What I find totally implausible, however, are the numerous contrived coincidences needed to prop up the story- otherwise it falls over like a house of cards.

Katie Markum meets her doom at the hands of her boyfriend's mute brother(Silent Ray) and his buddy, when she randomly encounters them the night before she's supposed to run off with the boyfriend(Brendan). Silent Ray just happens to be playing around that night with a gun that was used in a liquor store robbery years before by Brendan's father. One of the boys takes a pot shot at Katie's vehicle, causing her to drive off the road injured, and when they discover they know the girl- well naturally, she's got to die, otherwise she'd rat them out, they figure.

Coincidentally, Silent Ray and Brendan's father (Just Ray) was killed by Katie's father (Jimmy) years before for ratting him out to the police and Jimmy did a two-year stretch in the pen before coming out and getting his revenge. And Katie just happened to fall in love with Brendan, the young man Jimmy dislikes because he's Just Ray's son.

Now Dave (Jimmy's boyhood friend), also of the neighborhood, just happens to see Katie in a bar just before she's killed (which later sets him up as a suspect). Dave's withdrawn from being molested as a kid, but coincidentally, on the fateful night of Katie's murder, he happens to run into another molester and ends up beating him badly. Oh, the irony.

Naturally, when Dave comes home with blood on his hands and relates the incident to his wife, Celeste, she becomes immediately suspicious when a news report reveals Katie's murder. This was a glaring plot contrivance.

There was no groundwork laid for Celeste's suspicions, never-the-less this being a Shakespearean tragedy, suspicion outweighed the bond they'd formed since childhood and subsequent marriage.
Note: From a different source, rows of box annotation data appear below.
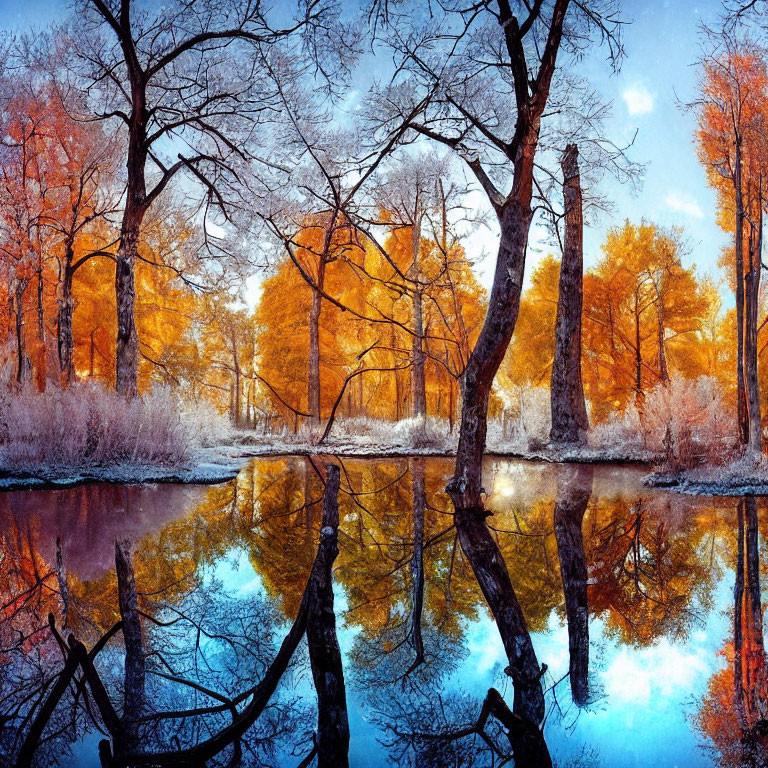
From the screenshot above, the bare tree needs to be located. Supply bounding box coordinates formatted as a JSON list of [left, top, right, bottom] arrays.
[[368, 0, 620, 723], [549, 144, 589, 443], [73, 0, 352, 395]]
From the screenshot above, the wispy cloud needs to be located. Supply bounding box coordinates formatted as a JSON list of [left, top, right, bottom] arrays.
[[621, 85, 653, 115], [664, 190, 704, 219]]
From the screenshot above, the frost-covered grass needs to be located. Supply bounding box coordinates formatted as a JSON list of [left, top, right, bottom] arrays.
[[0, 382, 231, 478], [241, 416, 458, 456], [644, 453, 768, 496]]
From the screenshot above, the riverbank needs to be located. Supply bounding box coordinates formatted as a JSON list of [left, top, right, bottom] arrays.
[[643, 456, 768, 496]]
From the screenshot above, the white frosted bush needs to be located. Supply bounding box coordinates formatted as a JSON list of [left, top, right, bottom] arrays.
[[0, 381, 231, 472], [589, 405, 646, 456], [640, 374, 735, 470], [498, 387, 552, 450]]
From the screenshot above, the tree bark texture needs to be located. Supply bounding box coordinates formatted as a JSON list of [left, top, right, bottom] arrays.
[[549, 144, 589, 444], [554, 465, 594, 707], [115, 540, 146, 746], [307, 464, 349, 768]]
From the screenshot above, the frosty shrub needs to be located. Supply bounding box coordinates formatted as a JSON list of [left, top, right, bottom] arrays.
[[640, 374, 735, 471], [589, 405, 646, 457], [285, 416, 457, 451], [496, 387, 552, 451], [0, 381, 231, 472]]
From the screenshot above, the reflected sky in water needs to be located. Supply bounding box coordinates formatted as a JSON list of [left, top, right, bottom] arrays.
[[0, 458, 756, 768]]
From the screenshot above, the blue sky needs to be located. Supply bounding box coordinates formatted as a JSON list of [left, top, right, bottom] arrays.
[[0, 0, 727, 294]]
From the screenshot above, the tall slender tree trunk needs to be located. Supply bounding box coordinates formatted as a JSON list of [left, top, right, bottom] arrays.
[[231, 331, 242, 427], [56, 242, 75, 386], [36, 264, 48, 391], [307, 255, 325, 424], [115, 541, 146, 746], [554, 465, 594, 707], [446, 195, 544, 723], [115, 206, 141, 397], [549, 144, 589, 444], [633, 286, 644, 400], [13, 278, 29, 385], [307, 464, 349, 768], [115, 88, 149, 397], [733, 140, 749, 445], [446, 0, 569, 727], [410, 459, 427, 670], [744, 189, 763, 455], [656, 296, 669, 383], [410, 219, 427, 418]]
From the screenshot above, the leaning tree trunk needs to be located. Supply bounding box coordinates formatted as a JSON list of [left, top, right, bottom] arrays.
[[411, 459, 427, 671], [446, 195, 544, 723], [446, 0, 569, 725], [115, 214, 142, 397], [733, 136, 749, 445], [410, 219, 427, 418], [554, 465, 594, 707], [115, 541, 146, 747], [656, 296, 669, 383], [307, 289, 323, 424], [549, 144, 589, 444], [13, 278, 29, 385], [307, 464, 349, 768], [744, 194, 763, 456], [56, 243, 75, 385]]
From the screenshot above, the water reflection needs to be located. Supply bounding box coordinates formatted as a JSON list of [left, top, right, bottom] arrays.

The third boyhood friend (of Jimmy and Dave)- Sean is a Boston detective and even though he rarely sees the guys anymore, he just happens (out of all the detectives in big-city Boston) to draw Katie's homicide case.

We know for this story to come full circle there must be more tragedy to balance the scales. Celeste relates her suspicions to Jimmy who, in turn, kills his friend Dave just before Sean solves Katie's murder.

There were other plot blunders. Even though Sean (and his partner Whitey) do bravura police work to connect Katie's murder to a 20-year-old robbery, we're then supposed to believe modern-day Boston hasn't advanced enough to unravel blood and fiber evidence at Katie's homicide scene and the scene where Dave beat up the molester.

Finally, Annabeth's (Jimmy's wife) speech near the end justifying Dave's murder is absurd- unless of course, you buy into the film as fable. But since it's presented as gritty realism, the scene feels out of place. Also awkward are Sean's phone conversations with his estranged wife who calls him up but says nothing. If this is meant to draw a parallel with the mute Silent Ray, it doesn't make sense.

If you recall Clint Eastwood's 1999 'True Crime', Eastwood plays a self-indulgent reporter who follows a string of clues of an old murder investigation, and is able to save the condemned man in the nick of time. Apparently, Eastwood thought that resolution was too pat and happy.

So in Mystic River, the detectives solve the case just a smidgen too late to keep Jimmy from killing Dave. Here, revenge and violence are deemed honorable emotions indifferent to the suffering of innocent people. If the wrong people die, so what- at least intentions were good.

The anguish worn by most of the lead characters also seems contrived, manipulating the audience into thinking they're watching something meaningful.